PANews March 5th news, asset management company VanEck said that Solana's planned protocol upgrades are crucial to the long-term healthy development of the network, but may hit validators' revenue. In March, Solana's validators will vote on two blockchain protocol upgrade proposals (SIMDs) that aim to ensure stakeholders' rewards and adjust inflation rates for network native token SOL.

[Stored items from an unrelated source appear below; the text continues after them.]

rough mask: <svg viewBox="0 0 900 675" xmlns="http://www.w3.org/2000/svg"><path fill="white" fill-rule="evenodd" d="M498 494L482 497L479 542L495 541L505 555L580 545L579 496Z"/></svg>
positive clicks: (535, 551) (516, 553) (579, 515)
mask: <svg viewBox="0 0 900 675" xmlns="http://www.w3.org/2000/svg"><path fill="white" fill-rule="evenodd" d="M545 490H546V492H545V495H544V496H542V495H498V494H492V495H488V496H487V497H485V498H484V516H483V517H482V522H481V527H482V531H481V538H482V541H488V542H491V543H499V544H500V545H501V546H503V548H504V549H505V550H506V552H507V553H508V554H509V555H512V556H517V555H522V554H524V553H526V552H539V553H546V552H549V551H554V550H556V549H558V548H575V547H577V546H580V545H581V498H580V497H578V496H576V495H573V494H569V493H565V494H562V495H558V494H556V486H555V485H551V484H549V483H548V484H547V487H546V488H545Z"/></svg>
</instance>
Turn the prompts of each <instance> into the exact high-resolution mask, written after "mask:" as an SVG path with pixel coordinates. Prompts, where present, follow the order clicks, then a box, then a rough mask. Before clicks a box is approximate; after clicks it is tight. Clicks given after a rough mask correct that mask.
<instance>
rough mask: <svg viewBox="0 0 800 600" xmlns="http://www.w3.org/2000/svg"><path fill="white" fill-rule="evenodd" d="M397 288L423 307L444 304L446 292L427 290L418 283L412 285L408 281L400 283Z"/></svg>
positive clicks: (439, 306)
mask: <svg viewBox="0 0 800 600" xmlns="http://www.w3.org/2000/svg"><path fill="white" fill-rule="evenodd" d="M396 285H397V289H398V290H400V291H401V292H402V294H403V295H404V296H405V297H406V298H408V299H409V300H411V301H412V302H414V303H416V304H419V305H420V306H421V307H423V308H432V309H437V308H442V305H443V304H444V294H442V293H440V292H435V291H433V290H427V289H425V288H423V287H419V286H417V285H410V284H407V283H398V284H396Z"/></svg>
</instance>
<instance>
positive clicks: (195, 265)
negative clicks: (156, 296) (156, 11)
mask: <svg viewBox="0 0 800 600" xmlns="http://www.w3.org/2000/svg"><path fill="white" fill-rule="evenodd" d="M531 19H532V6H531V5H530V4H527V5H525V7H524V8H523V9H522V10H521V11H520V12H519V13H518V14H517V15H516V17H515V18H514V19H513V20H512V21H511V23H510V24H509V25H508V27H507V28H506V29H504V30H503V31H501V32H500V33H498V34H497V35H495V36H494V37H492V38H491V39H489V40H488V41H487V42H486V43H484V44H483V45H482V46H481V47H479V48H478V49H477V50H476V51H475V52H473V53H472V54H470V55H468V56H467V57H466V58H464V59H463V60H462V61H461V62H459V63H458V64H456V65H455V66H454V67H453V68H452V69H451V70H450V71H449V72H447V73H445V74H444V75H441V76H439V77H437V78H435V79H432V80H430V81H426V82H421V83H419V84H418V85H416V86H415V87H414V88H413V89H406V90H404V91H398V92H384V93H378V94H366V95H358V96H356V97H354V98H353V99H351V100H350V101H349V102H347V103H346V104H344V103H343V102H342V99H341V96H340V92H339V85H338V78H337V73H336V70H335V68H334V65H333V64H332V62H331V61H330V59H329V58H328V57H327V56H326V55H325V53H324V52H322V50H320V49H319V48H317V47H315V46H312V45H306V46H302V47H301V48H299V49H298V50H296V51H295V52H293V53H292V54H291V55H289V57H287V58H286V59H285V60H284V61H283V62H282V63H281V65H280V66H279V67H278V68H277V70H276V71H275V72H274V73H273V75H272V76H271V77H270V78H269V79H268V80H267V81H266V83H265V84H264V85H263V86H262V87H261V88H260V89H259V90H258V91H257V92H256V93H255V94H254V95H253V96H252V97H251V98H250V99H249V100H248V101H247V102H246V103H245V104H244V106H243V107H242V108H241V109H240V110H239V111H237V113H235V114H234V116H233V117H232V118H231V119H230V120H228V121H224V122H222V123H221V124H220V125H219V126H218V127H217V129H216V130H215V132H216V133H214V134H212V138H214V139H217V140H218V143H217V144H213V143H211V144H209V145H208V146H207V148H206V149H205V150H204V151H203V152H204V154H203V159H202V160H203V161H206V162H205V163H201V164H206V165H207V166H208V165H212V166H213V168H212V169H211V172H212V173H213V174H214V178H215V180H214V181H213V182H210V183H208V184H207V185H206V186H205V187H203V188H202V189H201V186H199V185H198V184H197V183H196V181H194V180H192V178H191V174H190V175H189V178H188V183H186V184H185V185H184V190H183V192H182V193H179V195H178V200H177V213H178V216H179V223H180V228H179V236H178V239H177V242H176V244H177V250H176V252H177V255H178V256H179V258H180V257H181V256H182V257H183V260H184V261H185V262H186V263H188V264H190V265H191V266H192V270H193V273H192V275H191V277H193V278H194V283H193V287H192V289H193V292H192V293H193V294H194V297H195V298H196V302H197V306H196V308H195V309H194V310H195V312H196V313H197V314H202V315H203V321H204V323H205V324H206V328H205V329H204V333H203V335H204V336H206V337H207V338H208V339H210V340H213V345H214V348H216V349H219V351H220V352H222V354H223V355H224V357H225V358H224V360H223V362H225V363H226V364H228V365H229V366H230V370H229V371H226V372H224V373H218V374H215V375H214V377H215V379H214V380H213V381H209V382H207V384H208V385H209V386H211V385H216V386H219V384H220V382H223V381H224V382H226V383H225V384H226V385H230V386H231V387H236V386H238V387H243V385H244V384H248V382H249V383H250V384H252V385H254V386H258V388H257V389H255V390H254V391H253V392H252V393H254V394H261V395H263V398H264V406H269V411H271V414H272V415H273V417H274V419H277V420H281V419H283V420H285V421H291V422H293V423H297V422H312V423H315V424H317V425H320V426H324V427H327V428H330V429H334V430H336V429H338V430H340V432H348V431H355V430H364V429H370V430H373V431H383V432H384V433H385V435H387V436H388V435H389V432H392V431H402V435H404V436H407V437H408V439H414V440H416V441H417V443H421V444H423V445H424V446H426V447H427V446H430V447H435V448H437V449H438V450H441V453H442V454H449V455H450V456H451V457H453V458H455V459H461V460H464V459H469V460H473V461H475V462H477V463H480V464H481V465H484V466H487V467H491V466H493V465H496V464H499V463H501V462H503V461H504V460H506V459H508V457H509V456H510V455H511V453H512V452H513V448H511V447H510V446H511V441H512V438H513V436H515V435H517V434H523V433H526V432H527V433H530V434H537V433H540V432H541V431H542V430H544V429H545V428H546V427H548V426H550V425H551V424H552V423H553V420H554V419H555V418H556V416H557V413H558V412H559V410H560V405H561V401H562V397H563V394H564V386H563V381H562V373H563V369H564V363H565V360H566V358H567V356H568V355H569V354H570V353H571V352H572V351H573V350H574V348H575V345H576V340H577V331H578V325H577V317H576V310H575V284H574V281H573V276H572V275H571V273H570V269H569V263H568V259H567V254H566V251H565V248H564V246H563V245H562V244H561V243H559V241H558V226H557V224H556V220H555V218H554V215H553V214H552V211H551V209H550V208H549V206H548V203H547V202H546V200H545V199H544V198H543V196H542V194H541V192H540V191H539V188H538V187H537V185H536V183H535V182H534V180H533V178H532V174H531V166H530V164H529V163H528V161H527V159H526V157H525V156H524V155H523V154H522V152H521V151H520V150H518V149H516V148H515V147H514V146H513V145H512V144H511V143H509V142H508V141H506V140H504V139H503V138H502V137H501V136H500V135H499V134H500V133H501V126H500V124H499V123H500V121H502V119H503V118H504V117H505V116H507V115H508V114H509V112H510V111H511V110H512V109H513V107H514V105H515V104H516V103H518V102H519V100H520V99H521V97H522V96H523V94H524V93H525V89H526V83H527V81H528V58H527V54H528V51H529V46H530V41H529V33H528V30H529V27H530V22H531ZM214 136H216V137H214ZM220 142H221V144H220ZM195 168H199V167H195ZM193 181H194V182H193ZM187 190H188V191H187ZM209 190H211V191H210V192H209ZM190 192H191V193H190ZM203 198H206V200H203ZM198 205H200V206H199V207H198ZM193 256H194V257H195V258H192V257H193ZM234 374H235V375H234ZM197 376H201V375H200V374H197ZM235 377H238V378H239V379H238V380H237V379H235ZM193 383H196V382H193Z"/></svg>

Matthew Sigel, head of digital assets research at VanEck, said in a March 4 X post that the two proposals sparked "significant controversy" as they could cut validators' revenue by up to 95%, potentially endangering small operators. "While these changes may reduce staking rewards, we believe that reducing inflation is a worthwhile goal that can enhance the long-term sustainability of Solana," Sigel said.

Sigel introduced that the first proposal, SIMD 0123, will introduce an in-protocol mechanism to allocate Solana's priority fees to the verifier stakeholders. Traders can pay additional fees to speed up transaction processing, with priority fees accounting for 40% of network revenue, but currently validators do not need to share with stakers. The proposal voted on March 6 to increase pledge rewards, and to prevent off-chain transaction agreements and strengthen on-chain execution. Sigel said the second proposal, SIMD 0228, is the "most influential" proposal, which will adjust SOL inflation rate to inversely proportional to the percentage of pledged token supply, which may reduce dilution and reduce selling pressure from pledgers. As of February, Solana inflation was 4%, lower than the initial 8%, but still well above the 1.5% terminal target, and is currently declining at a rate of 15% per year, according to Coin Metrics.